Ce qui m'afflige dans cette histoire, ce n'est pas que la jeunesse se croit chez elle sur les réseaux sociaux, qu'elle ne dresse plus de cloison entre le privé et le public. Ce n'est pas non plus que le slutshaming, outil sexiste de discrimination, soit banalisé parce que généralisé dans toutes les sphères de la société (et non pas seulement à Sevran, n'en déplaise à Claude Askolovitch à qui l'on doit l'article le plus méprisant sur le sujet). Non, le plus affligeant dans cette histoire, c'est que personne ne se demande comment on est passé en quelques siècles de "vilain", "coquin", "manant" "suppôt de Satan", "pédant", "maraud", "cuistre", "animal", "âne bâté", "scélérat", "fripon", "gueux",  "traître",  "imposteur", "infâmes" à "enculé", "tarlouze", "pédé", "fiotte" ?

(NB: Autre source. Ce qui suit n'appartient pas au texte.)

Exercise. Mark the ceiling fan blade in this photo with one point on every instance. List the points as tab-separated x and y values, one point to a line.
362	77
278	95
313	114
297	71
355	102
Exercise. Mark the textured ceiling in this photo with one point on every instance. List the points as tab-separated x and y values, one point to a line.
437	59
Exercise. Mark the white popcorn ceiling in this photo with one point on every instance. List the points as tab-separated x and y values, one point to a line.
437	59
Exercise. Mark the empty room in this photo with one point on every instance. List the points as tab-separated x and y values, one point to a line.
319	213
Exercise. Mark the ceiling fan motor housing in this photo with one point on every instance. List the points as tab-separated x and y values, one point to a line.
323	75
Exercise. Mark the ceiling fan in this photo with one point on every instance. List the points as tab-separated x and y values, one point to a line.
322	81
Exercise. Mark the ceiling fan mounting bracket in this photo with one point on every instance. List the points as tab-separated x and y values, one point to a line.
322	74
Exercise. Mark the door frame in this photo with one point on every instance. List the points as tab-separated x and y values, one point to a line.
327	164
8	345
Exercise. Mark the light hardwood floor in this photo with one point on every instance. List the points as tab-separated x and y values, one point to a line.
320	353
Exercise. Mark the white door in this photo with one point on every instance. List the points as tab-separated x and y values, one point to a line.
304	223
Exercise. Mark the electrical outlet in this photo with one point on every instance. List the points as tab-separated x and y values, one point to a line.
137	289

S'il y a débat, il est d'interroger les termes pour comprendre ce qu'ils peuvent avoir de blessant pour en finir avec ces pratiques langagières qui usent d'images sexuelles dans le but de dévaloriser et de décrédibiliser l'autre.

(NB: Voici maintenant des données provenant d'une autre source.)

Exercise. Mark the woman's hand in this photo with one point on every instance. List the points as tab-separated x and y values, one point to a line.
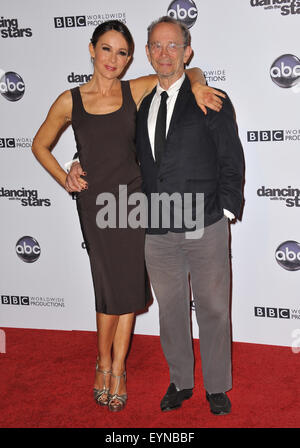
207	97
74	181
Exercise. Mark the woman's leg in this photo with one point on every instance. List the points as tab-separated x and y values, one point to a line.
113	331
120	349
106	328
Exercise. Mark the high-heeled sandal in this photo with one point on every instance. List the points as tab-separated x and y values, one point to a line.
100	393
117	402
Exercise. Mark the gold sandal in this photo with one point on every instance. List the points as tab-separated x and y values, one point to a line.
100	393
121	399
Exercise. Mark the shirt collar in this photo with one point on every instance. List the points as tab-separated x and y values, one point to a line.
173	88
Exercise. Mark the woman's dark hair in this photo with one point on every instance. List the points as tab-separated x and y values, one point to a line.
115	25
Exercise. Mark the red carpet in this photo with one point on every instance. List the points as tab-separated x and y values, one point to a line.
46	380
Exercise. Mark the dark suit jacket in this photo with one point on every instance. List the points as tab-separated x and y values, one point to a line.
203	154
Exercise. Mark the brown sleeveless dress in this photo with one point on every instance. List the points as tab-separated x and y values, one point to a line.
106	151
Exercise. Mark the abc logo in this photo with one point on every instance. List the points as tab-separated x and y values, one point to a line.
183	10
285	71
12	86
288	255
28	249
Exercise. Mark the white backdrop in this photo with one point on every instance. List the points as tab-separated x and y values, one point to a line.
249	49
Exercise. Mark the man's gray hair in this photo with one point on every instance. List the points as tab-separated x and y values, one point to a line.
167	19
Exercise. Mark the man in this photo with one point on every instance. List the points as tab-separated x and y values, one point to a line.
201	153
181	150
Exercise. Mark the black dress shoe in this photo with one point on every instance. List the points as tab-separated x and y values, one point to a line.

Les mots ne sont jamlais innocents, moins encore quand ils sont devenus des automatismes de langage. En creux, ces mots-creusets disent tant de nos valeurs et de nos représentations. L'insulte "enculé" n'a pas toujours existé. Elle est apparue au mitan du XIXe siècle, en même temps que l'obsession taxinomique des médecins du sexe et du cul.  Elle s'est popularisée dans les années 1970, au moment des mouvements de libération sexuelle. Elle dit beaucoup de notre manière - bien peu libre et bien peu libérée -  d'envisager la sexualité et d'assigner chacun à des rôles selon son sexe biologique et/ou son orientation sexuelle. Une sexualité de dominant et de dominé, d'actif et de passif - quel dommage que même chez les gays cette bipartition soit en vigueur -, quand il faudrait la penser sous l'angle du plaisir, du jeu, de l'invention, en dehors des règles et des figures imposées.

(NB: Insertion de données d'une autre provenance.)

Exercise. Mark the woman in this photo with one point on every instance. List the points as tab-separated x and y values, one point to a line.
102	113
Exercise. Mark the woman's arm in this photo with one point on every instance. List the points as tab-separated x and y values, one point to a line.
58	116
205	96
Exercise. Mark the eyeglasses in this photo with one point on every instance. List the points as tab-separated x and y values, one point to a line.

Le trou du cul est le trou universel. Le monde entier en a un. Etre un-e enculé-e, aimer se faire enculer, ne préjuge en rien de son orientation/identité sexuelle. Et les hétéros qui se moquent feraient mieux de s'occuper de leurs fesses. Si les magazines féminins regorgent d'articles encourageant les femmes "à tenter l'aventure", "à passer en douceur le cap de la première fois" - rien d'étonnant à cela, les femmes sont passives ou salopes - aucun magazine masculin pour inviter les hommes à se faire enculer. Un jour qu'un type se plaignait à moi de du plan-plan de sa vie conjugale, le conseil de tenter avec sa femme la stimulation de sa prostate l'avait fait fuir. La plupart des collègues hommes de ma compagne, tous au look  métrosexuel, ignorent où se trouve l'organe. Dans le secret pourtant, combien d'hommes avouent - comme si c'était une faute, un péché mortel à défaut d'être une expérimentation charnelle -  aimer se faire mettre un doigt dfans le cul, mieux, se faire prendre par leur compagne munie d'un gode ceinture ?

bulletin-vote

A quand une Internationale des enculé-e-s ? Afin de redonner ses lettres de noblesse à l'une des centaines de manières de parvenir à la jouissance de soi et de l'autre. Pour en finir aussi avec la sodophobie et l'enculophobie.

Mais chut ! Le sexe anal, c'est pour les femmes, les mecs qu'on tient par les couilles, les fiottes, les entraîneurs de football.